# My new addition



## Aceman21 (Nov 22, 2015)

I just wanted to to show off my new True line trains CN PSC caboose.


----------



## Old_Hobo (Feb 20, 2014)

Nice!

Just a suggestion: You should post that here as well.......this is where folks are looking for others with new stuff:

http://www.modeltrainforum.com/showthread.php?t=443&page=302


----------



## DonR (Oct 18, 2012)

Wow, fantastic detailing, even slanted cupola windows
with wipers. Fawncy.

The picture is so good that I can't tell what scale it
is.

Don


----------



## Aceman21 (Nov 22, 2015)

DonR said:


> Wow, fantastic detailing, even slanted cupola windows
> 
> with wipers.
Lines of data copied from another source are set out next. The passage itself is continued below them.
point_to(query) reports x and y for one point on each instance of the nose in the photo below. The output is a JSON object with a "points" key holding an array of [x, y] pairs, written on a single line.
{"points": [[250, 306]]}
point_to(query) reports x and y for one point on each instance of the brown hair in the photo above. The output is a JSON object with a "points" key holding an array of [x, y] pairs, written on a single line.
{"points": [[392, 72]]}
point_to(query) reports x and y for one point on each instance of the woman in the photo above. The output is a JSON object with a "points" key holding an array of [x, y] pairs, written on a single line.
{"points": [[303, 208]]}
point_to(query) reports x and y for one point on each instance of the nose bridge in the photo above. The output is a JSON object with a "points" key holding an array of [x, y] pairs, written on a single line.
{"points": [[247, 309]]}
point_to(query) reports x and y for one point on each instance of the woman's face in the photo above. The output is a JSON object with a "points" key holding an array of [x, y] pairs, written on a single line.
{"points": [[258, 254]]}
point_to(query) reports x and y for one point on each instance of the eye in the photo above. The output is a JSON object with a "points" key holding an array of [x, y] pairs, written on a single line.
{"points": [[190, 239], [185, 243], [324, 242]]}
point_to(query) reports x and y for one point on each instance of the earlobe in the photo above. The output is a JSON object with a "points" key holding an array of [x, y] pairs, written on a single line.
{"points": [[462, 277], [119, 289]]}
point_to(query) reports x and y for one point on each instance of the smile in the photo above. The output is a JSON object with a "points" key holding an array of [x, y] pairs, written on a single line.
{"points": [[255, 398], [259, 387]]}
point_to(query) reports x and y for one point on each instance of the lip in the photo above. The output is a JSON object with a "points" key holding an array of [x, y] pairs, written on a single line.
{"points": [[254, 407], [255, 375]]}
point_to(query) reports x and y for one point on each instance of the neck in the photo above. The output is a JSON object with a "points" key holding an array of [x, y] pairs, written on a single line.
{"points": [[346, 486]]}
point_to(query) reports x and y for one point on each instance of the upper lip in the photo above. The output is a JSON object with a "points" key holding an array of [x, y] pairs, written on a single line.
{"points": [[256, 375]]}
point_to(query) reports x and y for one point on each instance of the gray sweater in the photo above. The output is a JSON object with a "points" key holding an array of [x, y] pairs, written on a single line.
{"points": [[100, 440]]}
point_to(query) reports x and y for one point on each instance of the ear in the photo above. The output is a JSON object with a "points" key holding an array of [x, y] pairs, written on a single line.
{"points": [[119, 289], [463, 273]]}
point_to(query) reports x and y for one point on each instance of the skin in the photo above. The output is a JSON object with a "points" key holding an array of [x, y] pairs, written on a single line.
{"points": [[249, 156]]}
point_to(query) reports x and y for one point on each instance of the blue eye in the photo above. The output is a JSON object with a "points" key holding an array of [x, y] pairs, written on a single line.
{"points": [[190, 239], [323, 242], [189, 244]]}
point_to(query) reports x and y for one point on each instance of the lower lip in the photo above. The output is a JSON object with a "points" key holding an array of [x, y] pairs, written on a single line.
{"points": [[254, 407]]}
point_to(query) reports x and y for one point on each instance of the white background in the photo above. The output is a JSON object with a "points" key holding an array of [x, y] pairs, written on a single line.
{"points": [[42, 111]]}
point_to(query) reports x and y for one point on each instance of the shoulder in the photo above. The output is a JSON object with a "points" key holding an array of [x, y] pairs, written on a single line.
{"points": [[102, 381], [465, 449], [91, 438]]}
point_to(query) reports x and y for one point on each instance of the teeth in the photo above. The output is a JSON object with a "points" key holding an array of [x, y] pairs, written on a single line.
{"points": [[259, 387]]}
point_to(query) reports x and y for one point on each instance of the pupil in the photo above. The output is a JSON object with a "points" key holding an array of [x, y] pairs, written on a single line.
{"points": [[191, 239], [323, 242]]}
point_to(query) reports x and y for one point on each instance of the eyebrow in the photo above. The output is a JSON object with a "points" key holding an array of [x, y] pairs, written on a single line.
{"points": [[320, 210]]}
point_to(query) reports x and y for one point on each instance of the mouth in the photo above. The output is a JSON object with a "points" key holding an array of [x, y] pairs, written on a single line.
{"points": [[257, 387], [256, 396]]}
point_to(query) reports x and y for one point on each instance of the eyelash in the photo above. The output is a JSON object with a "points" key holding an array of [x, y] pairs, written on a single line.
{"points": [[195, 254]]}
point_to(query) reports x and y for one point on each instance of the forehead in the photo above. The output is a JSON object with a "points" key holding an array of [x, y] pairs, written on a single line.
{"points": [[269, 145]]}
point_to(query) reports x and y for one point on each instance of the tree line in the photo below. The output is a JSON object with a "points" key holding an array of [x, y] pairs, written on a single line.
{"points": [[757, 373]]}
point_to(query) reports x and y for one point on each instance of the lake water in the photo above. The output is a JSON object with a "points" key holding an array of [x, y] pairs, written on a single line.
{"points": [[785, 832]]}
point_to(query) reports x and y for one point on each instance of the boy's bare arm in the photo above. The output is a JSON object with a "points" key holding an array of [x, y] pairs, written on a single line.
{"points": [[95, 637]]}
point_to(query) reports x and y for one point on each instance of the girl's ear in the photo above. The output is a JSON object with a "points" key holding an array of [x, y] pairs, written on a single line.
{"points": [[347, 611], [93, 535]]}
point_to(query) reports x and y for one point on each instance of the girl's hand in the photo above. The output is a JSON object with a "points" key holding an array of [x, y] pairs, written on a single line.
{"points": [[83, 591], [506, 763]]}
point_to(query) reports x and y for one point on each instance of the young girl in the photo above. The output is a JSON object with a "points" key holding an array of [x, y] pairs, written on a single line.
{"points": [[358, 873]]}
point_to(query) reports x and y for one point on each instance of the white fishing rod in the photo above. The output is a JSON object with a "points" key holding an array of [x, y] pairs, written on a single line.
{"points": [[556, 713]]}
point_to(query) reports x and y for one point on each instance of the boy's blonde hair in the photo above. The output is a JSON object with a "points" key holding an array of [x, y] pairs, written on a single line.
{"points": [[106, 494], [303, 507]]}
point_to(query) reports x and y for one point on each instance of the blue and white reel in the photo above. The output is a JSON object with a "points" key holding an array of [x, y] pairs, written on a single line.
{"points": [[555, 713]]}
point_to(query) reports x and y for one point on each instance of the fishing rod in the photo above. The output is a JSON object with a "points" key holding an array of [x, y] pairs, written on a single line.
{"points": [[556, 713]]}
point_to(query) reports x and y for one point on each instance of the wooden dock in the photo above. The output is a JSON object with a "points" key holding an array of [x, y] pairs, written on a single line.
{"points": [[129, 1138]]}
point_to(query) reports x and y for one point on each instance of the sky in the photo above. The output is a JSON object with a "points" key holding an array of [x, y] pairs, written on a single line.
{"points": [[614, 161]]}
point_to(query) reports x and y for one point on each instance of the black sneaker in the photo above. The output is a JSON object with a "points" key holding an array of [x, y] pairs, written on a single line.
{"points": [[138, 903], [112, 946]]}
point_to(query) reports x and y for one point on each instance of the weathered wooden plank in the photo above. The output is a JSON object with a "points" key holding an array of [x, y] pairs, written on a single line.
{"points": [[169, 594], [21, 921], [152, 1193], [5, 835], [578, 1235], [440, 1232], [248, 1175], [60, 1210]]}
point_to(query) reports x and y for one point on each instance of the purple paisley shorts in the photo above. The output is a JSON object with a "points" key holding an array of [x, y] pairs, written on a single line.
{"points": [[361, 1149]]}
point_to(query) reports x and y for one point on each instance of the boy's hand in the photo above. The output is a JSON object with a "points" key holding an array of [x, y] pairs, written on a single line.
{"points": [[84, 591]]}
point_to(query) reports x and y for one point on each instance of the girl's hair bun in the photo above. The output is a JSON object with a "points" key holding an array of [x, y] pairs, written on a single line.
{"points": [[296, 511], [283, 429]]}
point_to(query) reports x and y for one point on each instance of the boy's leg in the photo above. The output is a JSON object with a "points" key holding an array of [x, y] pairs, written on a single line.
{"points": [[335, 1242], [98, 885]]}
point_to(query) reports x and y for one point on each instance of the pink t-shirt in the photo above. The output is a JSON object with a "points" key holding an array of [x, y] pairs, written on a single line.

Fawncy.
> 
> ...




It's ho scale made by true line trains


----------



## Chip (Feb 11, 2016)

VERY nice! Good addition to any fleet. Love that CN action!


----------



## Aceman21 (Nov 22, 2015)

Chip said:


> VERY nice! Good addition to any fleet. Love that CN action!




Thanks


----------



## slammin (Mar 25, 2016)

True Line makes some great stuff. I have two of their 40' CN box cars. The detail is on a par with any of the high end freight cars.


----------



## 3.8TransAM (Jan 13, 2016)

Fugly little thing ain't it?

Looks very nicely done.


----------